Вот почему старый акэстетизм здесь отвергается, а вместо него предложен театр нового топа, с новыми конфликтами и новыми характерами. Можно сегодня посмеяться над наивностью сюжета и схематичностью драматургии Третьякова в пьесе «Противогазы», поставленной юным Сергеем Эйзенштейном прямо в цехе Московского газового завода 29 февраля 1924 года. Но если мы поразмыслим о «хепенинге» как жанре, использующем природное место действия, то целое направление развития современного мирового театра будет иметь в качестве идейно-художественного истока именно режиссерское решение «Противогазов» в нашем отечестве. Да и сама реальная история-факт, изложенная в этой пьесе сегодня заставит нас вздрогнуть от внезапно возникшей ассоциации с трагедией Чернобыля: из-за халатности администрации на производстве противогазов нет, а директор настаивает, чтобы рабочие делали дело, поскольку завтра на завод прибудут «вожди из ВСНХ»… Больница обеспечена. Опасность возрастает. Колеблющиеся элементы выкрикивают: «Хоронить, небось, с оркестром будешь?.. Не полезем на убой!»
И тогда в разговор с решающим словом оратора-революционера вступает присутствующий здесь же рабкор «Правды»:
ДУДИН. Газ прорвался, – взять его за глотку… Чего испугались? Койки лазаретной?.. Дрались, голые, беспатронные, голодные скрипели зубами… А ты, Петр, не бился в Питере? А не в Октябре Кремль брал? А от сыпняка на Волге дохли? Трусили? Нет, не трусили. И сейчас не трусите. Завтра вы ответите гостям: мы отстояли наш кусок фонта – производственного. Если вы рабочие и революционеры, нет выхода отсюда иначе как через газ».
А дальше был героизм. Дальше была и социальная драма: один из тех, кого на носилках выносили «оттуда», приподнимается и бьет директора по лицу. А директор тоже в развернувшейся трагедии жертва: среди отравленных газом малышка, его сын родной. Отец просил: не ходи, но ребенок полез, чтобы быть вместе с рабочими.
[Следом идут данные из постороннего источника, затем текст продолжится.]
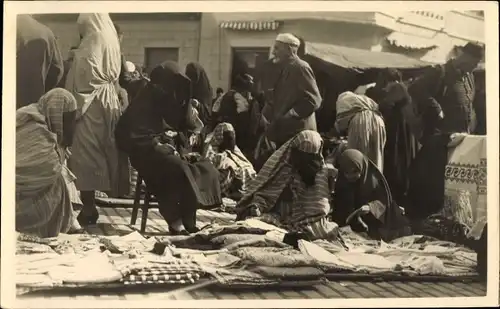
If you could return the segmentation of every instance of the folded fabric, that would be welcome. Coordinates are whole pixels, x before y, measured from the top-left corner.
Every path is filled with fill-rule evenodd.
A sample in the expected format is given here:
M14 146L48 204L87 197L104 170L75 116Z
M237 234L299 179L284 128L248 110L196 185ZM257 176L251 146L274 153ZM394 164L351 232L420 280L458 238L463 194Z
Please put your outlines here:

С. М. Третьяков объяснял свой замысел просто: «Почему написалась эта ведь? Во-первых, меня поразила тема, взятая из действительности. 70 рабочих отстояли завод, работая без противогазов по три минуты и выходя из ядовитой атмосферы отравленными».
Нет сомнений, что эти люди-фантомы заслуживают удивления. Их героизм – от пресловутого обесценивания человеческой жизни, свойственного всем революционным бесам-радикалам. Но и Третьяков, и Маяковский видели в своем времени разгул и разложение этаких директоров-победоносиковых, для которых кресло Главначпупса становилось дороже революционной идеи. Но тут вся штука в том, что не ревидея – причина героизма, а бюрократия, «вожди» – совсем другой коленкор. А как современно, по-сегодняшнему тревожно звучит еще одно признание Третьякова: «Для меня эта тема, стала дорога потому, что заключенный в ней факт возможен только в Советском государстве или там, где на пороге революции рабочий начинает себя осознавать неизбежным хозяином производства».